Published online 2016 September 23. Prepublished online 2016 August 3. doi:  10.1128/JCM.01467-16
PMCID: PMC5035406

Characterization of Vibrio cholerae Strains Isolated from the Nigerian Cholera Outbreak in 2010

D. J. Diekema, Editor
University of Iowa College of Medicine

Abstract

We examined clinical samples from Nigerian patients with acute watery diarrhea for Vibrio cholerae during the 2010 cholera outbreak. A total of 109 suspected isolates were characterized, but only 57 V. cholerae strains could be confirmed using multiplex real-time PCR as well as rpoB sequencing and typed as V. cholerae O:1 Ogawa biotype El Tor. This finding highlighted the need for accurate diagnosis of cholera in epidemic countries to implement life-saving interventions.

TEXT

Cholera remains a perennial health problem in Nigeria, presenting in sporadic, endemic, and epidemic proportions and causing significant morbidity and mortality. Cholera outbreaks can be observed almost annually in Nigeria (1), including a large outbreak in 2013 and 2014 (2), and it is well known that the disease is dependent on climate and socioeconomic factors (3). The cholera epidemic in Nigeria in 2010, with 41,787 reported cases and a case fatality rate (CFR) of 4.1%, was one of the largest outbreaks in Africa, with 80% of reported cases attributed to women and children (4, 5). The vast majority of strains associated with epidemic cholera are attributed to the V. cholerae O:1 and O:139 serogroups, producing the cholera toxin (CT) (6). Infection usually leads to profuse, watery diarrhea with a tendency to cause severe dehydration and death if left untreated (7). However, some strains of V. cholerae that lack the ctx genes may also be implicated in human illness, but these illnesses are less severe compared to ctx-encoding strains (8, 9). CT is an enterotoxin encoded by the ctx genes from a CTø prophage and acts by suppressing inflammation and activating adenylate cyclase (10).

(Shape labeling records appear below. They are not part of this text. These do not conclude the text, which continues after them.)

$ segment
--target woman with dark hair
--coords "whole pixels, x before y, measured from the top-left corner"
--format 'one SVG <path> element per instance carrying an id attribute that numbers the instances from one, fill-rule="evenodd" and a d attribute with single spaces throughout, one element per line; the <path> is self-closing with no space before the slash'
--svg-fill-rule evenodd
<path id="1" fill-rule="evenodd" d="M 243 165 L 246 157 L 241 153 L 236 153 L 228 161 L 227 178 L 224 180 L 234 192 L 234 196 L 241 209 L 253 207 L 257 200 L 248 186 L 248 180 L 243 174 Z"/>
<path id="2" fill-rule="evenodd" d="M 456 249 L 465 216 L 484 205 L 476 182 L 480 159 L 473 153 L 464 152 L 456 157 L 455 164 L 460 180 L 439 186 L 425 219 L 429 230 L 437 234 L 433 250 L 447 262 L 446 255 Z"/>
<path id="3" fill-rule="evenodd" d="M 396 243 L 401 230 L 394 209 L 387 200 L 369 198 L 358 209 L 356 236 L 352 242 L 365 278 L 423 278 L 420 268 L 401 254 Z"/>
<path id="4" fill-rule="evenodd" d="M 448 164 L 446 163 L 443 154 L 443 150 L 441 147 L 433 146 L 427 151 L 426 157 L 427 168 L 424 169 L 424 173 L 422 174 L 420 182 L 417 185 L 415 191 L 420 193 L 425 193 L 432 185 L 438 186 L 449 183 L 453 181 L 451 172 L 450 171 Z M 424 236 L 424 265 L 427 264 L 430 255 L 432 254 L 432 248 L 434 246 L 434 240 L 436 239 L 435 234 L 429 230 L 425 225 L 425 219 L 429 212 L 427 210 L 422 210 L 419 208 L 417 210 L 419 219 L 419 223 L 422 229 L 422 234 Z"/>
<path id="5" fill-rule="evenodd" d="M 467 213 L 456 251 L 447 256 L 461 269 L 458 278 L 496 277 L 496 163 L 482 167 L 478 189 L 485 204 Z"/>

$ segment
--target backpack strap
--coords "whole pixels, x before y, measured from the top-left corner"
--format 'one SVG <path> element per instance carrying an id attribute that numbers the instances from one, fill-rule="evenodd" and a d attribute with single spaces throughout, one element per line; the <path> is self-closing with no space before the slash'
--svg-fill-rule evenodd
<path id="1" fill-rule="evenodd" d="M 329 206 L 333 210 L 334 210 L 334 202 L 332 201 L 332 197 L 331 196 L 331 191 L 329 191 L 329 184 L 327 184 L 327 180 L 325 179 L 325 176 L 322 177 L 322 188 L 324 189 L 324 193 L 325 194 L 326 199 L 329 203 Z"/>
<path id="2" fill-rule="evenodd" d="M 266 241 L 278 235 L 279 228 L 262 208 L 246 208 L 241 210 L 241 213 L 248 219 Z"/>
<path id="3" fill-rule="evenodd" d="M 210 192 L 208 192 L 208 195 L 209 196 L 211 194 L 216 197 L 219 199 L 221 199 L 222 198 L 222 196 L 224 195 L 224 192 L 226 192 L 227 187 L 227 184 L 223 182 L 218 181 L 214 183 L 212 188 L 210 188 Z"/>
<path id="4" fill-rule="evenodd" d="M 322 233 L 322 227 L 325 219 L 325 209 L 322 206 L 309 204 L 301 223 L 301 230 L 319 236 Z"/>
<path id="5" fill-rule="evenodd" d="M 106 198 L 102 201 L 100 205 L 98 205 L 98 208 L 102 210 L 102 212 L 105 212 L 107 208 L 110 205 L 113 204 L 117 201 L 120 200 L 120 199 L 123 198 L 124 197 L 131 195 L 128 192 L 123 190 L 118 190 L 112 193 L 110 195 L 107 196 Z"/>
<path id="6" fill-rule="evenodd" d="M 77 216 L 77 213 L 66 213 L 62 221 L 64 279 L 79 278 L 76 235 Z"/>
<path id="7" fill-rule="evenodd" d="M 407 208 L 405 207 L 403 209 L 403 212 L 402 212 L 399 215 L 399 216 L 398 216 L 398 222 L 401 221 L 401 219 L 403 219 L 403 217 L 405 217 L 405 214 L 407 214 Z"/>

A cross-sectional study was conducted by African partners between April and September during the 2010 cholera outbreak in Nigeria. Ethical approval for this study was obtained from the ethical committee of Olabisi Onabanjo University with permission further granted by the various stakeholders in each of the states surveyed. Patients presenting with acute watery diarrhea were enrolled at designated cholera treatment centers in eight affected states (Borno, Bauchi, Abia, Gombe, Kano, Katsina, Ilorin, and Ibadan), covering five of the six geopolitical zones in the country. Clinical samples comprising rectal swabs, feces, and vomit were collected from consenting patients at the treatment camps in the states surveyed. Water samples were taken from affected areas. All samples were transported to the designated laboratories within 6 h, and primary identification of V. cholerae was performed using standard tests. After enrichment of bacterial growth in alkaline peptone water, subculturing of samples was performed on agar plates. After 24 h at 37°C, colonies suspected to be V. cholerae were identified using Gram staining, oxidase test, string test, and Voges Proskauer reaction according to the protocols of the Centers for Disease Control and Prevention (CDC; Atlanta, GA, USA). A total of 103 strains were sent for confirmation and further characterization to the Robert Koch Institute (RKI). Additionally, six V. cholerae O:1 biotype El Tor strains recovered from stool (n = 5) and well water (n = 1) samples during the 2007 cholera epidemic in Kano, Nigeria were obtained from the Central Public Health Laboratory (CPHL), a national repository laboratory for the cholera control program of the Federal Ministry of Health (FMOH). These isolates were also sent to RKI and used for comparative analysis with those of the 2010 cholera epidemic. Isolates were streaked onto thiosulfate-citrate-bile salts-sucrose agar (TCBS) and Columbia sheep blood agar. Sucrose-positive isolates (yellow on TCBS displaying cytochrome oxidase activity) were tested by slide agglutination with polyvalent O:1 and monospecific Ogawa and Inaba antisera.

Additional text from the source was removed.